FederatedDataset#

class FederatedDataset(*, dataset: str, subset: str | None = None, resplitter: Callable[[DatasetDict], DatasetDict] | Dict[str, Tuple[str, ...]] | None = None, partitioners: Dict[str, Partitioner | int], shuffle: bool = True, seed: int | None = 42)[source]#

Bases: object

Representation of a dataset for federated learning/evaluation/analytics.

Download, partition data among clients (edge devices), or load full dataset.

Partitions are created using IidPartitioner. Support for different partitioners specification and types will come in future releases.

Parameters:
  • dataset (str) – The name of the dataset in the Hugging Face Hub.

  • subset (str) – Secondary information regarding the dataset, most often subset or version (that is passed to the name in datasets.load_dataset).
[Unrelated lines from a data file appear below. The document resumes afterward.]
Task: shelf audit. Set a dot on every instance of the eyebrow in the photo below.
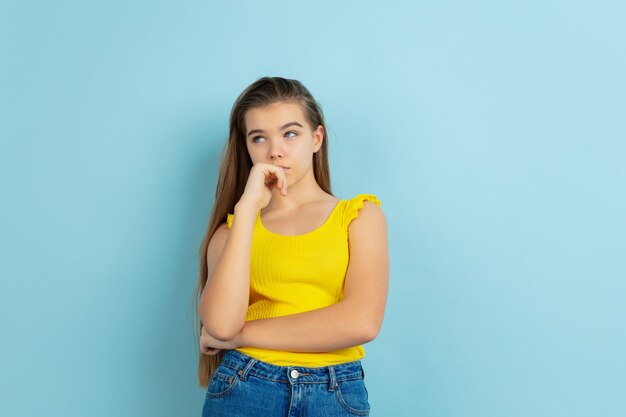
(285, 126)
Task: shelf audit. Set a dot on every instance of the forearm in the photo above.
(335, 327)
(224, 300)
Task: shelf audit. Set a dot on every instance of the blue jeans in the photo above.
(244, 386)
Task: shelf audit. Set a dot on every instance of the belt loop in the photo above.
(333, 380)
(243, 373)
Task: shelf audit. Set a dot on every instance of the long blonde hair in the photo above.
(234, 170)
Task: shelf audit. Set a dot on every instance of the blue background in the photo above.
(492, 132)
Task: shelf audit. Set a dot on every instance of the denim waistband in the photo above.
(247, 365)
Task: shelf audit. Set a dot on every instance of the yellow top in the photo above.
(298, 273)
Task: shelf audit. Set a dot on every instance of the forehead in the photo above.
(274, 115)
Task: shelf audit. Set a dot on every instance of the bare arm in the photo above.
(335, 327)
(224, 300)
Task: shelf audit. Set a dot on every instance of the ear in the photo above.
(318, 138)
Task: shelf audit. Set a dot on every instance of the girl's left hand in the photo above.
(210, 345)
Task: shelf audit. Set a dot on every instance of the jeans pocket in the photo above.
(222, 382)
(353, 397)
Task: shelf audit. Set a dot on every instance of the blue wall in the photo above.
(493, 133)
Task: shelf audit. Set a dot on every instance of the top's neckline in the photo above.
(303, 234)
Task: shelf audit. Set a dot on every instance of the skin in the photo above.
(357, 318)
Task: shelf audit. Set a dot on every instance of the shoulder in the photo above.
(363, 209)
(216, 244)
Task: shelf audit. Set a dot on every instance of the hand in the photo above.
(211, 346)
(264, 178)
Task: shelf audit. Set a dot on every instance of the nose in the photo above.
(276, 149)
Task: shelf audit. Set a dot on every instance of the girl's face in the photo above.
(278, 134)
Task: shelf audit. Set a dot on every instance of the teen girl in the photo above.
(293, 281)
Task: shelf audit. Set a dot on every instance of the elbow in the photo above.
(221, 330)
(371, 331)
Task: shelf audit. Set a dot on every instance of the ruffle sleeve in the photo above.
(355, 204)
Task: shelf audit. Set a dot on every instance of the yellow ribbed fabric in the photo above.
(294, 274)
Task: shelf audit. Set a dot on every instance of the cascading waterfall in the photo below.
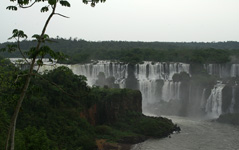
(214, 101)
(117, 70)
(222, 70)
(155, 81)
(203, 99)
(235, 70)
(149, 73)
(231, 109)
(171, 91)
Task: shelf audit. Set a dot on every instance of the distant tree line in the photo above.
(81, 51)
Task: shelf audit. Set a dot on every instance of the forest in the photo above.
(57, 112)
(81, 51)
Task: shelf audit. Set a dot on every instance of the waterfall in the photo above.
(203, 99)
(117, 70)
(171, 91)
(231, 109)
(222, 70)
(235, 70)
(214, 101)
(157, 87)
(148, 73)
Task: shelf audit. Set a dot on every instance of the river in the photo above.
(196, 135)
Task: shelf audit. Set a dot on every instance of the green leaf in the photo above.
(65, 3)
(40, 62)
(14, 8)
(44, 9)
(52, 2)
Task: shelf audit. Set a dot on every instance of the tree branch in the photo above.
(21, 6)
(19, 48)
(61, 15)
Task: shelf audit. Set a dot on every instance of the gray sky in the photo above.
(132, 20)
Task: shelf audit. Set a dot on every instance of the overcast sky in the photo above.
(132, 20)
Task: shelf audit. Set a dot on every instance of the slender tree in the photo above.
(35, 54)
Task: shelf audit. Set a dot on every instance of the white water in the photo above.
(196, 135)
(223, 70)
(156, 85)
(214, 101)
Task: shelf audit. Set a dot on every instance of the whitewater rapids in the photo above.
(196, 135)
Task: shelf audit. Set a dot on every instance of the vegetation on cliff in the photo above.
(81, 51)
(229, 118)
(59, 109)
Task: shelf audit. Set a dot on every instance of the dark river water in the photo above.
(196, 135)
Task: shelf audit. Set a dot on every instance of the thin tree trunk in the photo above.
(12, 127)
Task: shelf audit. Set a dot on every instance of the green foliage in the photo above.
(229, 119)
(32, 138)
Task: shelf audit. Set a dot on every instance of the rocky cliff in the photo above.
(112, 104)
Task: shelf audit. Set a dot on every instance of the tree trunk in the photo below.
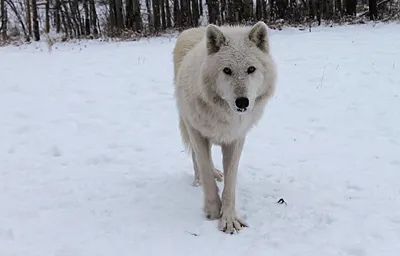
(137, 16)
(163, 18)
(351, 7)
(3, 13)
(28, 17)
(93, 17)
(118, 14)
(373, 10)
(35, 23)
(156, 15)
(177, 14)
(169, 17)
(47, 13)
(87, 19)
(57, 10)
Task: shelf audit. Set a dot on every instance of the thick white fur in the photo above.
(205, 97)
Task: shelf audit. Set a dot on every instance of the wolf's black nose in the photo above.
(242, 102)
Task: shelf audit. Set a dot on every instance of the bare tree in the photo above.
(3, 13)
(35, 23)
(373, 10)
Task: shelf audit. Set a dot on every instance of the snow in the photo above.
(91, 160)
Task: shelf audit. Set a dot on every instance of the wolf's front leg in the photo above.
(202, 150)
(218, 175)
(231, 153)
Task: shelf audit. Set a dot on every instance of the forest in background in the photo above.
(133, 19)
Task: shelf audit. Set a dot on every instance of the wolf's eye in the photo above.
(251, 69)
(227, 71)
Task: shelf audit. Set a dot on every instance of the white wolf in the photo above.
(223, 78)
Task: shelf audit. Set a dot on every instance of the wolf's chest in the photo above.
(226, 131)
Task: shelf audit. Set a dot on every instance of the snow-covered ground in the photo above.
(91, 161)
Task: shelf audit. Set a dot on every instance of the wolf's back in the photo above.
(186, 41)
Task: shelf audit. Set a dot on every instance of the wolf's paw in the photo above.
(218, 175)
(212, 209)
(230, 223)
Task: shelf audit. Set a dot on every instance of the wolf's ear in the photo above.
(259, 35)
(215, 38)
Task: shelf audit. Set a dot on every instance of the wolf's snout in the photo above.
(242, 103)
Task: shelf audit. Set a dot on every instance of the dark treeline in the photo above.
(135, 18)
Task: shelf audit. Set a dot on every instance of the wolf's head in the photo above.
(238, 71)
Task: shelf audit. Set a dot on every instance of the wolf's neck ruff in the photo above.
(223, 79)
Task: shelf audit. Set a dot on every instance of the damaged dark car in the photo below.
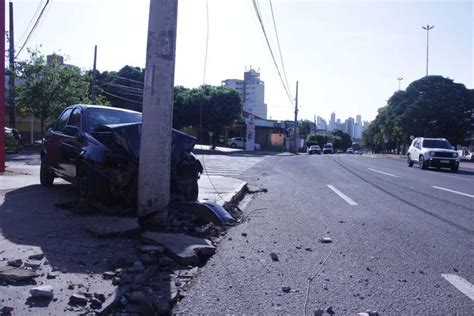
(97, 149)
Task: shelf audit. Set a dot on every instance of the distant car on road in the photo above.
(433, 152)
(328, 149)
(315, 149)
(239, 142)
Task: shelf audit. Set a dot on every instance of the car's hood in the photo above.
(126, 138)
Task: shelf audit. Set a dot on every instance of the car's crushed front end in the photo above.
(117, 166)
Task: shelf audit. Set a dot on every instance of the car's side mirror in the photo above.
(71, 130)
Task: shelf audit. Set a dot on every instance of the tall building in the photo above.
(251, 91)
(332, 122)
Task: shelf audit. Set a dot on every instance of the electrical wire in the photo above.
(38, 8)
(131, 80)
(119, 97)
(255, 4)
(33, 28)
(279, 48)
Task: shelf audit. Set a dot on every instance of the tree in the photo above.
(44, 90)
(433, 106)
(341, 140)
(221, 106)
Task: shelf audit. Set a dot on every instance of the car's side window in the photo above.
(62, 121)
(75, 118)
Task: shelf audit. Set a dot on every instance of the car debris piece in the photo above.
(42, 291)
(274, 256)
(206, 210)
(325, 240)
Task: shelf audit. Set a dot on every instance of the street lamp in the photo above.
(399, 81)
(427, 28)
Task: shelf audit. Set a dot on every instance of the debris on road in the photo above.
(185, 249)
(274, 256)
(42, 291)
(325, 240)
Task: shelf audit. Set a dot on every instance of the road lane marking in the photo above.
(386, 173)
(447, 175)
(461, 284)
(452, 191)
(342, 195)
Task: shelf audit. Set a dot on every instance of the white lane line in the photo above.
(461, 284)
(447, 175)
(386, 173)
(342, 195)
(452, 191)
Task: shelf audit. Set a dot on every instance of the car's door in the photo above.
(53, 140)
(72, 143)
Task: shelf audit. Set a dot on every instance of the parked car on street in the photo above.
(97, 148)
(239, 142)
(328, 149)
(13, 141)
(315, 149)
(433, 152)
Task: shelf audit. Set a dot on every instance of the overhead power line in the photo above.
(255, 5)
(279, 48)
(119, 97)
(33, 28)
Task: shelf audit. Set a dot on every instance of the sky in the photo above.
(346, 54)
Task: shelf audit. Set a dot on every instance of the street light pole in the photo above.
(427, 28)
(399, 81)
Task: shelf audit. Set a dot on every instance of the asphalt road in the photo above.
(402, 241)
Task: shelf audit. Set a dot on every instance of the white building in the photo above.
(251, 91)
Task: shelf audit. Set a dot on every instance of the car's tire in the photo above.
(409, 161)
(84, 182)
(422, 163)
(46, 176)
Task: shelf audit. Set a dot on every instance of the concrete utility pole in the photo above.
(295, 134)
(2, 84)
(155, 145)
(94, 81)
(427, 28)
(11, 77)
(399, 81)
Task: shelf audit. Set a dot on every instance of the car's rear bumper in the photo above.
(443, 162)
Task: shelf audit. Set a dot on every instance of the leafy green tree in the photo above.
(44, 90)
(221, 106)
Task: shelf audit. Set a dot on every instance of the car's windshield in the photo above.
(436, 143)
(100, 116)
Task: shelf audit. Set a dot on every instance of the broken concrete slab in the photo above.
(13, 274)
(42, 291)
(110, 226)
(186, 250)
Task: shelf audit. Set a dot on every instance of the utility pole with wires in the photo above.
(155, 144)
(295, 132)
(11, 75)
(94, 78)
(427, 28)
(2, 84)
(399, 82)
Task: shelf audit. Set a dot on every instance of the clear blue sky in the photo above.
(345, 54)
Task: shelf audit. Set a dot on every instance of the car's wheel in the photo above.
(409, 161)
(422, 163)
(46, 176)
(85, 182)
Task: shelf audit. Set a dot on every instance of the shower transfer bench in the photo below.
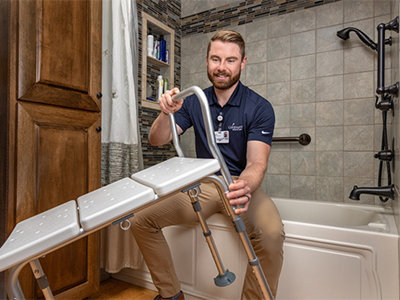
(117, 202)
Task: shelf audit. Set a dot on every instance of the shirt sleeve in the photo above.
(263, 123)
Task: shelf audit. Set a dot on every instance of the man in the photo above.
(244, 124)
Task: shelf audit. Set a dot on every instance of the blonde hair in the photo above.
(229, 36)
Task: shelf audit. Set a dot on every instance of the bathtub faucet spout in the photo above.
(383, 191)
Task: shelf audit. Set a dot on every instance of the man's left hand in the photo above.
(239, 195)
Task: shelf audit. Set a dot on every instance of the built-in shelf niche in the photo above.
(166, 70)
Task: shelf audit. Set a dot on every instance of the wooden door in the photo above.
(53, 128)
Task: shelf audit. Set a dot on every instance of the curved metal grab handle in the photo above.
(208, 125)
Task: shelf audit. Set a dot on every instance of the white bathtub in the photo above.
(332, 251)
(338, 251)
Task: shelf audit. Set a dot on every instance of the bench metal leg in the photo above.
(13, 287)
(241, 230)
(14, 290)
(225, 277)
(41, 279)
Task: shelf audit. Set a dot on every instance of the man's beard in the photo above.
(223, 85)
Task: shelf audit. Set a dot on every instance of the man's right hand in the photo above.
(167, 105)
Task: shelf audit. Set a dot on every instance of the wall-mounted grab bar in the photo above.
(304, 139)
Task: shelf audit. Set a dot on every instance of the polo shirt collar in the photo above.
(235, 98)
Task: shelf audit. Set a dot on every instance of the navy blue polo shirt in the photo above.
(247, 116)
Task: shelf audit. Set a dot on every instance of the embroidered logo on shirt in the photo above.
(234, 127)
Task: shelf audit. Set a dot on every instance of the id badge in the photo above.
(222, 137)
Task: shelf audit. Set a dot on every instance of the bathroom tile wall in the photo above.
(317, 83)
  • resplitter (Optional[Union[Resplitter, Dict[str, Tuple[str, ...]]]]) – Callable that transforms DatasetDict splits, or configuration dict for MergeResplitter.

  • partitioners (Dict[str, Union[Partitioner, int]]) – A dictionary mapping the Dataset split (a str) to a Partitioner or an int (representing the number of IID partitions that this split should be partitioned into). One or multiple Partitioner objects can be specified in that manner, but at most, one per split.

  • shuffle (bool) – Whether to randomize the order of samples. Applied prior to resplitting, speratelly to each of the present splits in the dataset. It uses the seed argument. Defaults to True.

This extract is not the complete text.